# 2019 AMC 10A Problems/Problem 10

## Problem

A rectangular floor that is $10$ feet wide and $17$ feet long is tiled with $170$ one-foot square tiles. A bug walks from one corner to the opposite corner in a straight line. Including the first and the last tile, how many tiles does the bug visit?

$\textbf{(A) } 17 \qquad\textbf{(B) } 25 \qquad\textbf{(C) } 26 \qquad\textbf{(D) } 27 \qquad\textbf{(E) } 28$

## Solution

The number of tiles the bug visits is equal to $1$ plus the number of times it crosses a horizontal or vertical line. As it must cross $16$ horizontal lines and $9$ vertical lines, it must be that the bug visits a total of $16+9+1 = \boxed{\textbf{(C) }26}$ squares.
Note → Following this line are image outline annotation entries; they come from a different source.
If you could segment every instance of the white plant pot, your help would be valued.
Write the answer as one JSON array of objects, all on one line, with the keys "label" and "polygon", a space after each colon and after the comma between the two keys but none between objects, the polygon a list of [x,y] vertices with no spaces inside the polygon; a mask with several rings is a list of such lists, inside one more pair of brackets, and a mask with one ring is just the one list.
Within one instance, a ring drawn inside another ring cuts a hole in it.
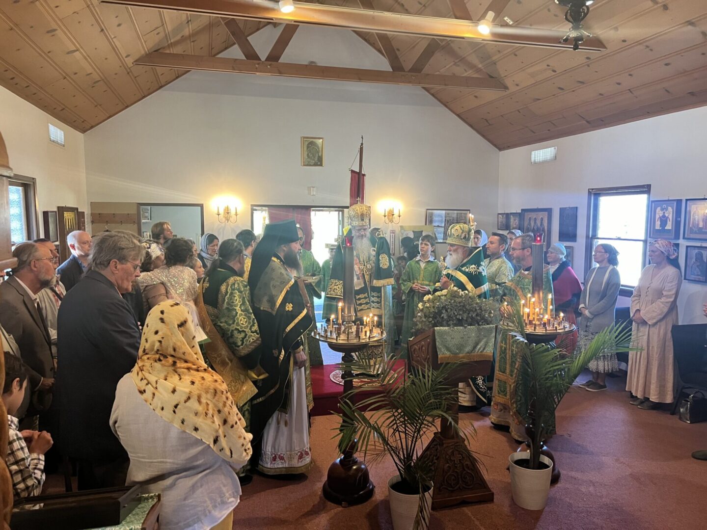
[{"label": "white plant pot", "polygon": [[[390,502],[390,515],[393,521],[393,530],[412,530],[417,515],[417,509],[420,505],[420,495],[408,495],[398,493],[390,486],[400,481],[400,476],[396,475],[388,481],[388,500]],[[432,489],[424,493],[425,502],[427,504],[427,512],[430,512],[432,506]],[[421,530],[426,530],[428,525],[421,526]]]},{"label": "white plant pot", "polygon": [[515,465],[518,460],[527,460],[530,452],[523,451],[508,457],[510,471],[510,491],[513,502],[525,510],[542,510],[547,504],[547,493],[550,490],[552,477],[552,461],[541,454],[540,461],[547,464],[547,469],[526,469]]}]

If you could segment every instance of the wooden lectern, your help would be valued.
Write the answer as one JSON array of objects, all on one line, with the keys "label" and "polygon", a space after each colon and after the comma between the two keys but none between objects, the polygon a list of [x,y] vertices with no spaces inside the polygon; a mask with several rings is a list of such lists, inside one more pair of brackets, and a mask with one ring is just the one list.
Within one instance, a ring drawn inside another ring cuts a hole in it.
[{"label": "wooden lectern", "polygon": [[[408,352],[409,362],[416,367],[431,367],[433,370],[437,370],[440,367],[434,329],[411,338],[408,342]],[[459,368],[449,382],[457,385],[474,377],[488,375],[491,372],[491,360],[458,363]],[[458,421],[457,402],[454,404],[449,413],[455,420]],[[435,433],[420,458],[429,458],[434,461],[433,510],[460,502],[493,500],[493,492],[489,488],[469,448],[464,440],[455,435],[448,421],[443,420],[439,432]]]}]

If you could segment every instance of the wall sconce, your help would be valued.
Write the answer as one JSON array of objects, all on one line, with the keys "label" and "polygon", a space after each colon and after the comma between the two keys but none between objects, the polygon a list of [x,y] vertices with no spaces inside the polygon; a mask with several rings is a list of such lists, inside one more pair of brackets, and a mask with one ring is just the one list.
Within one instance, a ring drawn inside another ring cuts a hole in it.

Note: The general formula for this is $a+b-\gcd(a,b)$.

Edit: The general formula is that because it is the number of vert/horz lines crossed minus the number of corners crossed (b/c that would be double counting). In this particular problem, it was 16 + 9 - 1 (gcd of 16 and 9 is 1), which is 24, but then you add two because the first tile and the last tile are counted, which in the general formula are not counted.

## Solution 2 (Draw it out)

Draw it out using grid paper and a ruler. Carefully counting the squares gives us 26.